Tatili böyle geçen varsa kapatsın. |
Bu sene kurban bayramı hepimize tamı tamına 9 gün oluverdi, e tabi millet durur mu? Bir yoğunluk bir yoğunluk, kaçar gibi gittik memleketlere hep. Hatta İstanbul'dan öyle bir kaçış olmuş ki (ben de geride kalanlardan duydum) bayram boyunca iğne atsan yere sesi falan duyulurmuş, o derece(+İstanbul'da yere düşen iğne sesi duyulması -Woooww!)
Şehirlerarası Yolculuğum yazımda da bahsettiğim üzere ben de gittim kuzularım, gittim de biraz perhize falan girerim, bakımlarım aksamaz falan dedim, hani bana cidden "tatil" olacaktı.(O yazıyı da tee telefondan yazdım SIRF SİZİN İÇİN) İndikten sonra gittim ben eve, e sonracığıma yapacağımız planın üzerinden geçtik. Ben de sürekli ohhh memleket gibisi yoktur tafralarındayım. Biraz müzik dinledikten sonra yattım. Kalkınca direk kilo verdiren, sağlığına sağlık katan ve aynı zamanda lezzetli, besleyici özellikleri de bulunan kahvaltılarla beslendim(sabah simidi falan değil öyle). Bol bol sıvı tükettim, her gün yaptığım düzenli yürüyüşüme de tempo artırarak orada devam ettim. Annem de nasıl gıpta ediyor böyle, ben de yürüyeceğim diyor. E hadi gel diyorum ama iyice mızmızlanıyor sonra, ayakbağı oluyor bana. Hani ben 1,5-2 saat yapıyorum eğer yaparsam da. Yaparken dikkat ediyorum sadece bacaklar ve karın çalışıyorum, sadece incelip sıkılaşmak için. Eğer bütün vücudumu çalıştırırsam allah muhafaza kaslanabilirim :( Ayyyy ne o öyle erkek gibi, ıyk.
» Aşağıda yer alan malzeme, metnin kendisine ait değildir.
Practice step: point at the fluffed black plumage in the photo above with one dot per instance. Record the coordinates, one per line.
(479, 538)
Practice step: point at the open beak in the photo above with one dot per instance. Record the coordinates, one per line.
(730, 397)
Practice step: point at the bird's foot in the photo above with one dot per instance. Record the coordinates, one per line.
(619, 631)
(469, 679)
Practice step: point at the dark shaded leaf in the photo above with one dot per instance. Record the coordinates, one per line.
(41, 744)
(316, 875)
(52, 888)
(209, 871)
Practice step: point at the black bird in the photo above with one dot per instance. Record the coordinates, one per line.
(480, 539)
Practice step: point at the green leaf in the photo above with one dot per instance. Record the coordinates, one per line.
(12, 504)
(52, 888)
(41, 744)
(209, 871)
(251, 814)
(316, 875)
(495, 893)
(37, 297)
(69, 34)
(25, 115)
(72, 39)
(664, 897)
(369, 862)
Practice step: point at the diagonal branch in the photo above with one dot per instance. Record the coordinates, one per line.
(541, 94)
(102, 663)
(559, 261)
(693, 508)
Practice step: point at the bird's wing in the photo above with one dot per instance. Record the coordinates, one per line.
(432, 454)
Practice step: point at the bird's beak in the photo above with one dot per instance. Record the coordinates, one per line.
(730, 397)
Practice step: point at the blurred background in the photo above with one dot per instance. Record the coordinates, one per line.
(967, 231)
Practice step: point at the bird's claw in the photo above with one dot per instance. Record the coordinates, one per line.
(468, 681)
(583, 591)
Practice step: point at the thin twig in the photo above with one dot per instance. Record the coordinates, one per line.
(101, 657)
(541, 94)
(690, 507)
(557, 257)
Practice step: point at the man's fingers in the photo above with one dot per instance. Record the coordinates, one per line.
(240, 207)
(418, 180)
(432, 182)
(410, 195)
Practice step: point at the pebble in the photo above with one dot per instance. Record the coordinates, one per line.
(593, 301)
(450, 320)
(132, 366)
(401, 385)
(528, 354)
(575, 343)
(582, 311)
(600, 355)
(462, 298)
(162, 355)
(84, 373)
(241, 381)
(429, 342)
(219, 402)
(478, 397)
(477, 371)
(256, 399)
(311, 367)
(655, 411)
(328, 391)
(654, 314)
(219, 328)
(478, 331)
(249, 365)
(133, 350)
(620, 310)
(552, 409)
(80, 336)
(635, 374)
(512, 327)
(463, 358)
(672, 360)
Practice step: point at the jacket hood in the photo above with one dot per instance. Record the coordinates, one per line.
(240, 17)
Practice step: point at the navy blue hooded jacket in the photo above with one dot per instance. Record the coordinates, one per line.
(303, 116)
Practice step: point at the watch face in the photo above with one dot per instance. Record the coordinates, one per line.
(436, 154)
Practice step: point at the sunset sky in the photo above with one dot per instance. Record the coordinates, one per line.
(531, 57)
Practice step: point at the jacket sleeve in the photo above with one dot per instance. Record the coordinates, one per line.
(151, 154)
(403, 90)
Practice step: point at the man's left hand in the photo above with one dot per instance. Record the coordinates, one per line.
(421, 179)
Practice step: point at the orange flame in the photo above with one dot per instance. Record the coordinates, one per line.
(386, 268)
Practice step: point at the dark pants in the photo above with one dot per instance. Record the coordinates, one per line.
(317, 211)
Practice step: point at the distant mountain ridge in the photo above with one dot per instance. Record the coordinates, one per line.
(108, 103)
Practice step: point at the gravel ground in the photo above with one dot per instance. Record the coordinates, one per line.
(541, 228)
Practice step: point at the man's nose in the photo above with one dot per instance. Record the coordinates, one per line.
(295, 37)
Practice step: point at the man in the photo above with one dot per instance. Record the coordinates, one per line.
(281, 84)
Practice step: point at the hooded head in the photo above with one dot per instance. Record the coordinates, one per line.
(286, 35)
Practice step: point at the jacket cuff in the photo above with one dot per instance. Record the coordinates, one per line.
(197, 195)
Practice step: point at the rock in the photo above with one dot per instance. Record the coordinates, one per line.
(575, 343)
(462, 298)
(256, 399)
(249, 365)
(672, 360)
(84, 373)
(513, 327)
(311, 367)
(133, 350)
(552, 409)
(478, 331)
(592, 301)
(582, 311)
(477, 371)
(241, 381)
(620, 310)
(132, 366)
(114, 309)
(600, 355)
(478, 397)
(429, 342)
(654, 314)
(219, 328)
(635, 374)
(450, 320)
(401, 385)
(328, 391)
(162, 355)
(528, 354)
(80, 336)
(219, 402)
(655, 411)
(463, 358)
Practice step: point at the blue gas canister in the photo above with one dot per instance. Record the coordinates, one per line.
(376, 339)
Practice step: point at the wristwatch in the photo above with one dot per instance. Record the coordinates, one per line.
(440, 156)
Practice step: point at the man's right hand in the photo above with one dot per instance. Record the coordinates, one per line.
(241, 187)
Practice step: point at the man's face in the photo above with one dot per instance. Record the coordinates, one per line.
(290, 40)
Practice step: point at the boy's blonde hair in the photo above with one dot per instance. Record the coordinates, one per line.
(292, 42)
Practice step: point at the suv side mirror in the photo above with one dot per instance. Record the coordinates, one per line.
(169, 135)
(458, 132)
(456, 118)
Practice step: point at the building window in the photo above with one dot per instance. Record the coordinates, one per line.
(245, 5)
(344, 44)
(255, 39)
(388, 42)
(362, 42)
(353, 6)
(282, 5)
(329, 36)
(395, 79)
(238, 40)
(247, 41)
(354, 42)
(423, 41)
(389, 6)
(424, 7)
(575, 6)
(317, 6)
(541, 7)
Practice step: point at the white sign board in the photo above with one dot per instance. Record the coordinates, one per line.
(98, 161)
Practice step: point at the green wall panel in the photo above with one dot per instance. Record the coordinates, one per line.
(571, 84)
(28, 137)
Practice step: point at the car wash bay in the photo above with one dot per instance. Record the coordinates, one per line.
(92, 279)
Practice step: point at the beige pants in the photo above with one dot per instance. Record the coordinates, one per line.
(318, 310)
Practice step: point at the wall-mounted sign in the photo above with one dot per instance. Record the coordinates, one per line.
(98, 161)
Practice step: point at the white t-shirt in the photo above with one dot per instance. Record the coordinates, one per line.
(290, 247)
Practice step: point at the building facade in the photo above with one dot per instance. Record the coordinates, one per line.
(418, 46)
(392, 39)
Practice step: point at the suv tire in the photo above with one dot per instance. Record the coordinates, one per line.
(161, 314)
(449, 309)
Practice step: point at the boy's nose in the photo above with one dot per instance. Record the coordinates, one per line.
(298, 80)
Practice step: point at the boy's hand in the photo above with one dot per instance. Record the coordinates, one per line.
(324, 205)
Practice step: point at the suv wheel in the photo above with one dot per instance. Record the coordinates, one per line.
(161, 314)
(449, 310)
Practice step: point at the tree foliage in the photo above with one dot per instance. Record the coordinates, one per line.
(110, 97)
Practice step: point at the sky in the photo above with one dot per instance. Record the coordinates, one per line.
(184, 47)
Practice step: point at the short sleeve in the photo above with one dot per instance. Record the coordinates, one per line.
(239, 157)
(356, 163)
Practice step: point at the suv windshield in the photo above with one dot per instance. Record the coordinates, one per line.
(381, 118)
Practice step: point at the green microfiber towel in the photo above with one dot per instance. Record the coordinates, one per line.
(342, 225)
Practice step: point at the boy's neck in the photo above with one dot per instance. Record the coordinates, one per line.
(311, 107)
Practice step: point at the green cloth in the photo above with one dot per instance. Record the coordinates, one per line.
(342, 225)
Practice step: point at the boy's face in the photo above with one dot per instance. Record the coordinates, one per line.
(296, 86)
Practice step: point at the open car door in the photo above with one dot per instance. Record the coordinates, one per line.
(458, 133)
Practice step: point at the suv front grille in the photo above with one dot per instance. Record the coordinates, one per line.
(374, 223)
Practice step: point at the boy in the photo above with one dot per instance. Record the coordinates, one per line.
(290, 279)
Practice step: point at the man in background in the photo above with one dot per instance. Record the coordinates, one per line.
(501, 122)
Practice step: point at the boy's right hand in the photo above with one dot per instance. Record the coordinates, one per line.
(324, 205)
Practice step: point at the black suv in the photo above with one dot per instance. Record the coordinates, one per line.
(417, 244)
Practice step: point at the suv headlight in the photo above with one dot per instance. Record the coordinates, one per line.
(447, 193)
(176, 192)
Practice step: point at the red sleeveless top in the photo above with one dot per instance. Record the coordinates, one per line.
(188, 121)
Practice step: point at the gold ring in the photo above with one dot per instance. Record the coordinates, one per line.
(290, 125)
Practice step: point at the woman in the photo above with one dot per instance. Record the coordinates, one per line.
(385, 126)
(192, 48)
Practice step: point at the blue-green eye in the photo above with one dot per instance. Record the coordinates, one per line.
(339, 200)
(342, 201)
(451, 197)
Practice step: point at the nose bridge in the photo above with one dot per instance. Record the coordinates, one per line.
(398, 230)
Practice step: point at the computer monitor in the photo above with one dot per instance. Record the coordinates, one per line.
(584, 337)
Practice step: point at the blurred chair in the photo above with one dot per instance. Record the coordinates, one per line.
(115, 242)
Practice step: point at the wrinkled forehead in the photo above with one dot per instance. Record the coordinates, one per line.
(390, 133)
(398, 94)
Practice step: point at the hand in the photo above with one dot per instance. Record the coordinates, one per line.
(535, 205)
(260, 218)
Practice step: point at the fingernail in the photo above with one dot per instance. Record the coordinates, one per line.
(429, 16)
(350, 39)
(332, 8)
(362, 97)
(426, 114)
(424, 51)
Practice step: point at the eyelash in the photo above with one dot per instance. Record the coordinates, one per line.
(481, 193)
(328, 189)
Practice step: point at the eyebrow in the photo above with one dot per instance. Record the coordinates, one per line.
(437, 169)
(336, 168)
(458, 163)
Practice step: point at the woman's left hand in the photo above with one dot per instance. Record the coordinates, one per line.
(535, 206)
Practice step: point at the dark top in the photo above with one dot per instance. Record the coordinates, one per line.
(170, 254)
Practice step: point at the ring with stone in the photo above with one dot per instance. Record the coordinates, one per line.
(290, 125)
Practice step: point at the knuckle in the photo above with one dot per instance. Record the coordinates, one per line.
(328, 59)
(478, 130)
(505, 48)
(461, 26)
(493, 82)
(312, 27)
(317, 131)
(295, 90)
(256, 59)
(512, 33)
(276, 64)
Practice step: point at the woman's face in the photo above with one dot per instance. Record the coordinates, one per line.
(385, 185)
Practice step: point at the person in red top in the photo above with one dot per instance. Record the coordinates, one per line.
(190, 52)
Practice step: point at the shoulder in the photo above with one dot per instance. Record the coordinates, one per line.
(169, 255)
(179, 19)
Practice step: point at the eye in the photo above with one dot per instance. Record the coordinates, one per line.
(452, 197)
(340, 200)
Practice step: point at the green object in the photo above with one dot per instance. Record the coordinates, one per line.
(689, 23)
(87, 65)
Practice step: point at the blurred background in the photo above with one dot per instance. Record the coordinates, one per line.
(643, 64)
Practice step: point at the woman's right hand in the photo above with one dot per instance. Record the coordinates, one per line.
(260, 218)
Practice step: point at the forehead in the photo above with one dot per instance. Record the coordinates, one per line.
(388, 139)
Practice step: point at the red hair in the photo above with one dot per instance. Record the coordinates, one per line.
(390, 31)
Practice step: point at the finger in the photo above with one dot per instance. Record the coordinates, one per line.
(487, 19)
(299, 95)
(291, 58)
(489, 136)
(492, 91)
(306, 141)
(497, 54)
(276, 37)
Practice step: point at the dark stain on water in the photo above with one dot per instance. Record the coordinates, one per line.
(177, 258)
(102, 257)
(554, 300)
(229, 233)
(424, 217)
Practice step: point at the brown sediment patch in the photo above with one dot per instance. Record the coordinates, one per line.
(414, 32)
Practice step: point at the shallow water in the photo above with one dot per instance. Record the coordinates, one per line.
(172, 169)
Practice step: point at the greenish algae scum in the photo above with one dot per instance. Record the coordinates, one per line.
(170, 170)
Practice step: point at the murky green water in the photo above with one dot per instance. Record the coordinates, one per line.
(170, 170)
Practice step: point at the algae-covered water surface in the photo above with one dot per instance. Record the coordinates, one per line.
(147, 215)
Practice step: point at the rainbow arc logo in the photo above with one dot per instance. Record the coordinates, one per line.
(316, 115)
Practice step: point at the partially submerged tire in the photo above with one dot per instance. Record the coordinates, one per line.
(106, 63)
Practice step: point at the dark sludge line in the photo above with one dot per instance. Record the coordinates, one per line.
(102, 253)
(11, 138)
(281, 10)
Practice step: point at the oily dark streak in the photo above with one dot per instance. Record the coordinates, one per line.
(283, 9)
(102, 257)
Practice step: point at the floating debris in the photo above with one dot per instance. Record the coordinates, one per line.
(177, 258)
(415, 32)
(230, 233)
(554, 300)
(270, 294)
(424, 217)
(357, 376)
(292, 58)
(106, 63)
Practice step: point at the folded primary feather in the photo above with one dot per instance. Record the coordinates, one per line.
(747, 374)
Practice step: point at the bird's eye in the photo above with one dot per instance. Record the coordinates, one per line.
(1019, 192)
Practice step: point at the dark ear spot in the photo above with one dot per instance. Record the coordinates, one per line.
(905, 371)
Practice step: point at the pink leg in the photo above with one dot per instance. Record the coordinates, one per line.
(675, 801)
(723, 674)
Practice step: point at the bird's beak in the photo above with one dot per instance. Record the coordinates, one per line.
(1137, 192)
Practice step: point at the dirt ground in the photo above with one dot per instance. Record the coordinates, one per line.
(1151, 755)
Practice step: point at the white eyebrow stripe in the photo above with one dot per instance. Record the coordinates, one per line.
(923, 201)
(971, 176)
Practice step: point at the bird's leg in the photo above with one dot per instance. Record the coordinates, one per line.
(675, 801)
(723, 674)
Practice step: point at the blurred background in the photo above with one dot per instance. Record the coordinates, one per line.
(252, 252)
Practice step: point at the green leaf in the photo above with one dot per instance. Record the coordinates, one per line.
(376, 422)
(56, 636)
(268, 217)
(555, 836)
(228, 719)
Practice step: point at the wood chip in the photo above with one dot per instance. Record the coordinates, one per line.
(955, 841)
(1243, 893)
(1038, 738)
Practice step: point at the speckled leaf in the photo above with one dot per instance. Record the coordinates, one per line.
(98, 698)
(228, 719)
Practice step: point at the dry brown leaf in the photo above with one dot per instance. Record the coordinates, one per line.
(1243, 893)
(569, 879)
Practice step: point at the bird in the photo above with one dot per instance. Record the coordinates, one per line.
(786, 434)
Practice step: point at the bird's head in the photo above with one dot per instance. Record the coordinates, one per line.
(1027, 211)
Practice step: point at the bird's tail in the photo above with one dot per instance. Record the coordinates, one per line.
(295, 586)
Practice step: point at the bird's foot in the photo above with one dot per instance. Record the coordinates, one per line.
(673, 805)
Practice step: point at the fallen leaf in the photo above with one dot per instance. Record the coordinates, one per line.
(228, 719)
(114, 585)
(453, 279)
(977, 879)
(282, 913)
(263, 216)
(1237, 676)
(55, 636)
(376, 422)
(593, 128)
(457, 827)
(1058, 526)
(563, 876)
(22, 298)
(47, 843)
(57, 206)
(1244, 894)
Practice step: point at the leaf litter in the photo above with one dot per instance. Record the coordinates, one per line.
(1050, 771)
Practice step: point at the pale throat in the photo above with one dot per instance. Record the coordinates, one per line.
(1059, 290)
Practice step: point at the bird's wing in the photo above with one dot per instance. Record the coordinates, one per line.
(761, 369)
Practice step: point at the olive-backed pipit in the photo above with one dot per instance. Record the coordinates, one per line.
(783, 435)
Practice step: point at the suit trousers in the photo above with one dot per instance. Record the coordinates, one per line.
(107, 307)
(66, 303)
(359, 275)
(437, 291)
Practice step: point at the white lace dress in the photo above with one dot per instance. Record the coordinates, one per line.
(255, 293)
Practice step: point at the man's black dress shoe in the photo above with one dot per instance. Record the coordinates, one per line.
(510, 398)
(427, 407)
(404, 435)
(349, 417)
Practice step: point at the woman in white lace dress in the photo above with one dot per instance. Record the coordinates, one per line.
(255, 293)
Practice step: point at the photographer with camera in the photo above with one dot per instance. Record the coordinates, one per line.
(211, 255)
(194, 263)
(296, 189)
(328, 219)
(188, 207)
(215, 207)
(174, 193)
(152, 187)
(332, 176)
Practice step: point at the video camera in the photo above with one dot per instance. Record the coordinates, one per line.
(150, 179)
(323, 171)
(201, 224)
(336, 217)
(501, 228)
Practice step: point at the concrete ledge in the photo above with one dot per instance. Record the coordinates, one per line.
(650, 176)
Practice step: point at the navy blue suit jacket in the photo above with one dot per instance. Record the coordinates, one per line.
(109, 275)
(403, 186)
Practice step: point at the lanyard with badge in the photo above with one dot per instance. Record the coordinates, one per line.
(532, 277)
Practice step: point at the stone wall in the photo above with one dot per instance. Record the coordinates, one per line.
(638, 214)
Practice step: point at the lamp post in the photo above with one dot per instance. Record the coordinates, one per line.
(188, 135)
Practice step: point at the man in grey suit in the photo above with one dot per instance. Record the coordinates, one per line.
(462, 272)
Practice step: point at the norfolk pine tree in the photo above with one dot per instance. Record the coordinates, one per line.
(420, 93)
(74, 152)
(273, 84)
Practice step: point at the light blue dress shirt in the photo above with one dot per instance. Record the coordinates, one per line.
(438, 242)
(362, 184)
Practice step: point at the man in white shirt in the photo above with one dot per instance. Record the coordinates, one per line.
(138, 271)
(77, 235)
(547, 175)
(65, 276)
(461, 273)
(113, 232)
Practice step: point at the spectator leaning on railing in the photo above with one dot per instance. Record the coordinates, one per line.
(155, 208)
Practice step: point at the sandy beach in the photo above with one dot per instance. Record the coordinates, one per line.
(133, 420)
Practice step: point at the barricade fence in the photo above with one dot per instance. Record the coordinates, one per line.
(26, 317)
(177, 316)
Her gece de annem yattıktan sonra bir güzel filmlerimi izlemeye koyuldum. Tabi belli bir noktadan sonra yoruyor. Bir bardak su içip yatıyorum öylece, bide sık sık tuvaletim de geliyor, hani cidden yaptıklarımız işe yarıyor ki bu kadar sık.. Tamam tamam :D Darısı başınıza. Öptüm.
Bu sefer anneciğim benim için bir formül bulmuş(hayır söylemicem burdan ayh ahahaha). Ben de nasıl sevinmişim sormayın, ama cidden hem cildimi geriyor, hem de rengini falan açıyor. Bir de sonra tonikle silip kremimi falan sürüyorum ki sanırsınız bebek cildi. Böyle şeyler beni mutlu ederken bir de anneme çeşitli yağları karıştırtarak, sarımsak suyu eşliğinde saçlarımda saatlerce beklettim ve bol bol şampuanla temizledikten sonra kremimi de sürünce ben bile maşallah be helal olsun bana dedim. o 9 günün sonunda bile kendime daha ince görünmeye başladım, annem bir de ilk geldiğim günde dedi, sen incelmişsin diye, özellikle de skinny jeans'li bacaklarımın muhteşem bir incelme var diyerek beni sevindirdi. Azmimi görüp daha fazla örnek almasını temenni ediyorum ve kendisini buradan öpüyorum. Ha bir de spoiler gireyim, daha seyrek bir biçimde "oğlum" demeye başladı. Yani anlayacağınız arada çocuğum, canım, hayatım tarzı hitapları da var. E ben de anne kelimesini az kullanıyorum, o da dengelesin diye. Kihkihikih :)
Ay bide babama da gittim, aman zorla yemin ediyorum, zaten elimde olmayan sebeplerden geç gitmişim, bir de kalmamak için harika bir bahane buldum. Yine aynı dırdırları etti, niye kalmıyon ki dedi, diken üstünde olduğumu falan dile getirdi, dedim hani geliyorum şu anda görüyorum seni, çocuk gibi şımarmanın ne alemi var tarzında güzel cevaplarımı da verdim. Yemin ederim bir kaşık suda boğarım ben onu ya! Ayda belli bir miktar para göndersin diye nelerine katlanıyorum bunun, ay bir de yapışıyor bana! ÖF! Küçüklüğümdeki hiçbirşeyi telafi edemezsin sen ikiyüzlü yılan! Bu sefer annem de bana karşı gelmemek zorunda kaldı, bazı şeyleri idrak ettiğimi bir kez daha anladı, anlasın da zaten! Yani kısa günün kârı bir de et verdi, kurbanlık, yemedim. Ahahaha :D Evde duruyor öyle, suyunu falan kullandık yemeklere.(Bir işe yaradı en azından)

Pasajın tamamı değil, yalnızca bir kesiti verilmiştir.